1 Par ordonnance du 31 mars 1988, parvenue à la Cour le 20 mai 1988, le Finanzgericht Hamburg a posé, en vertu de l'article 177 du traité CEE, deux questions relatives, d'une part, à la compétence des juridictions nationales, statuant dans le cadre d'un référé, pour suspendre l'exécution d'un acte national fondé sur un règlement communautaire, et, d'autre part, à la validité du règlement (CEE) n° 1914/87 du Conseil, du 2 juillet 1987, instaurant une cotisation de résorption spéciale dans le secteur du sucre pour la campagne de commercialisation 1986/1987 (JO L 183, p. 5).

2 Ces questions ont été soulevées dans le cadre d'un litige opposant la société Zuckerfabrik Suederdithmarschen, qui fabrique du sucre, au Hauptzollamt Itzehoe (bureau principal des douanes d'Itzehoe). Par décision du 19 octobre 1987, le Hauptzollamt Itzehoe a exigé de la Zuckerfabrik Suederdithmarschen le paiement d'une somme de 1 982 942,66 DM au titre de la cotisation de résorption spéciale pour la campagne de commercialisation du sucre 1986/1987.
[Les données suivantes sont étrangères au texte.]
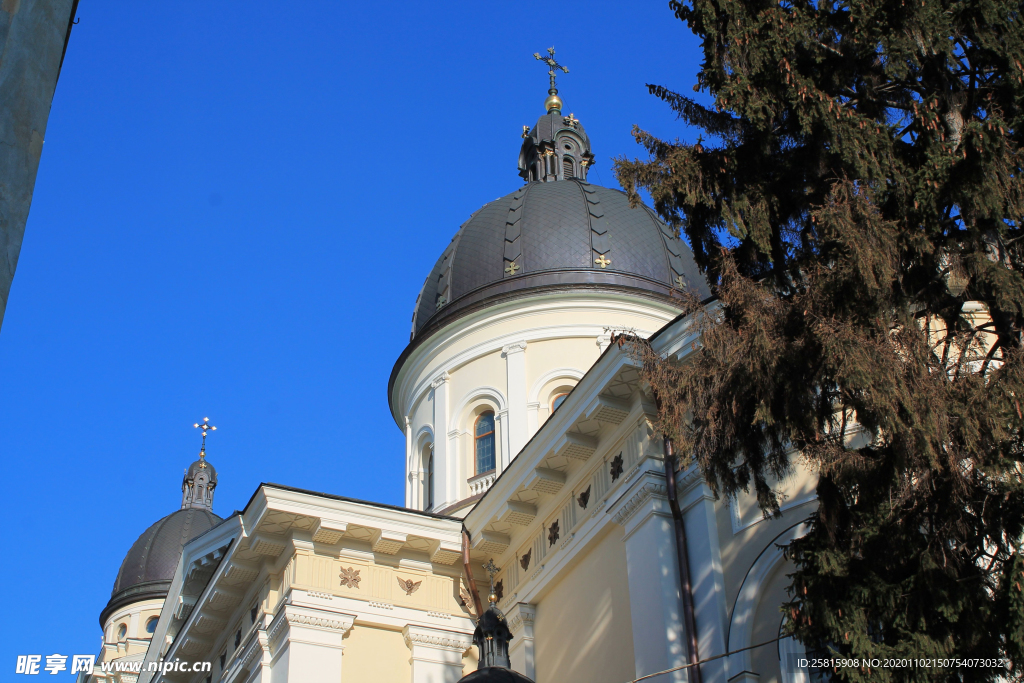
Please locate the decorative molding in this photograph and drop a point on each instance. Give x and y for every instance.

3 Cette cotisation qui a été instaurée par le règlement n° 1914/87, précité, adopté sur la base de l'article 43 du traité, a pour objet de résorber intégralement les pertes subies par la Communauté dans le secteur du sucre pendant la campagne qui a pris cours le 1er juillet 1986 et s'est achevée le 30 juin 1987. Ces pertes avaient été provoquées par les restitutions à l'exportation particulièrement élevées, que la Communauté avait dû financer pendant cette campagne, en vue d'assurer l'écoulement dans les pays tiers des excédents de la production communautaire de sucre.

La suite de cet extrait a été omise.